Dyslexia & The Reading Wars

David Owen:

To become literate, people have to repurpose parts of the brain that evolved to perform other tasks, such as object recognition and sound processing. “What we have to do, over the course of learning to read, is coördinate these areas to communicate with each other and build what we call a reading network,” Gaab said. The areas are connected by axon bundles, which she likened to highways. The French neuroscientist Stanislas Dehaene, in his book “Reading in the Brain,” writes, “Scientists can track a printed word as it progresses from the retina through a chain of processing stages, each of which is marked by an elementary question: Are these letters? What do they look like? Are they a word? What does it sound like? How is it pronounced? What does it mean?”

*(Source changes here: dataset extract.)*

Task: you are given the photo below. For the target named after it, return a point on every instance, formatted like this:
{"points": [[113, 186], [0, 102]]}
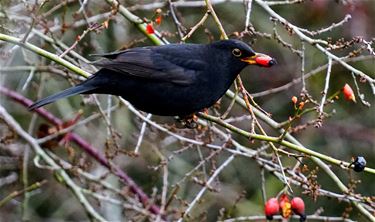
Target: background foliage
{"points": [[237, 191]]}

Sometimes the axon highways almost seem to pave themselves. My daughter, Laura, began to read all of a sudden, the summer before kindergarten. (“It’s hard to believe that ‘knock’ starts with ‘k,’ ” she said, while following along as I read her a bedtime story about Amanda Pig.) But even she didn’t become a reader entirely on her own. All children have to learn the relationships between letters and meaningful sounds. For some it’s harder than for others. “Maybe instead of four lanes you have two,” Gaab said, “or instead of a smooth surface you have a bumpy one.” Caroline had a large vocabulary, and she was read to as often as Laura was, both at home and at school, and there were just as many colorful plastic alphabet magnets stuck to the refrigerator in her kitchen. But she needed teachers who understood that literacy doesn’t happen naturally, especially for children with dyslexia.

A decade ago, Emily Hanford, a senior correspondent at American Public Media, was researching a story about college-level remedial-reading classes. She became interested in dyslexia and then in literacy generally, and in 2022 she produced an immensely influential podcast series, “Sold a Story,” about reading instruction in American schools. The central argument is that teachers all over the country employ instructional methods and materials that were proved, long ago, to be not just ineffective but counterproductive. Such methods, Hanford demonstrated, are based on a fundamental misunderstanding of how children learn to read. They direct beginning readers to look for hints in illustrations and to make deductions based on context, word length, plot, and other cues, with only incidental reliance on the sounds represented by letters. The idea is that, as children become adept at deduction, the mechanical side will, in effect, take care of itself.